PET plastics are bad for the environment.
PET plastics already have a low carbon footprint. But if just 200,000 people each recycled one more PET bottle per day, it would eliminate 2,168 tons of greenhouse gases. And because PET bottles are so recyclable, fewer end up in landfills.
PET plastic bottles are the most common form of litter.
Discarded cigarette butts are actually the world’s leading form of litter, followed by food containers and wrappers. Plastic bottles—all different types—are third. These, as well as aluminum cans and glass bottles, are just a few of the many forms of litter for which we all must take greater responsibility. But if more people were aware of PET’s 100% recyclability, they’d be less inclined to throw PET bottles away.
When I use a PET bottle, I’m contributing to ocean debris.
When you choose to recycle your PET bottle, you’re helping our planet. If you recycle right—in the recycling bin—your PET bottle can be recycled over and over again.

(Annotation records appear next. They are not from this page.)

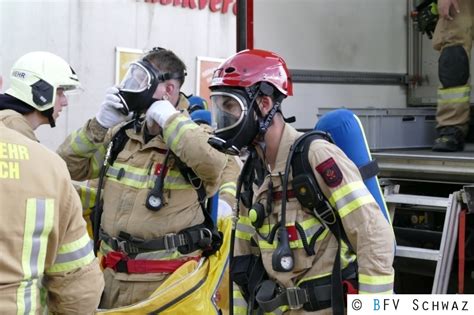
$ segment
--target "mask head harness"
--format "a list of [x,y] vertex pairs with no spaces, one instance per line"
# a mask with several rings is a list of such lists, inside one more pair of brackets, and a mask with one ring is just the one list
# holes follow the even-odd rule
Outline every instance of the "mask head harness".
[[154,54],[162,52],[167,52],[167,50],[164,48],[153,48],[141,60],[130,64],[127,73],[119,85],[118,95],[124,105],[121,109],[124,115],[128,115],[130,112],[141,114],[151,104],[158,101],[158,99],[153,97],[158,84],[172,79],[184,81],[186,76],[185,70],[182,72],[161,72],[150,61],[153,59]]

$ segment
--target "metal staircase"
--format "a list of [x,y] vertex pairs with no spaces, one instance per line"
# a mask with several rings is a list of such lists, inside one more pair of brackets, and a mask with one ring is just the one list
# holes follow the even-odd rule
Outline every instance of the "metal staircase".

PET plastics can cause cancer.
Untrue. There are no known links between PET and cancer of any kind.
PET bottles in landfills can leach into groundwater and contaminate it.
PET bottles are chemically inert, so they pose no risk of leaching or contamination.
It’s better to choose an aluminum can for my beverage than a bottle made of PET.
Beverage containers made from PET have a lower carbon footprint than their aluminum counterparts, when you compare the whole life cycle of the product (i.e., making, transporting, using the product). The carbon footprint of a beverage container made with recycled PET can be 15% to 50% lower than its aluminum counterpart.
I’ve heard that BPA is present in water bottles.
PET has never contained bisphenol-A (BPA), nor will it ever.
A bottle made of glass is just as rugged as a bottle made of PET.
PET is strong and lightweight—and unlike glass, will not shatter when dropped.
Boxed water is better for the environment.
According to the EPA, many mixed plastic and paper cartons do not get recycled, contributing to the 78 million tons of packaging waste in landfills, as of 2015. Also, boxed water and juices often come with plastic straws and have plastic liners. Water bottles made from PET are 100% recyclable, including the caps! PET is commonly used in food containers, due to its organoleptic properties, imparting no odor or taste in your food or beverage.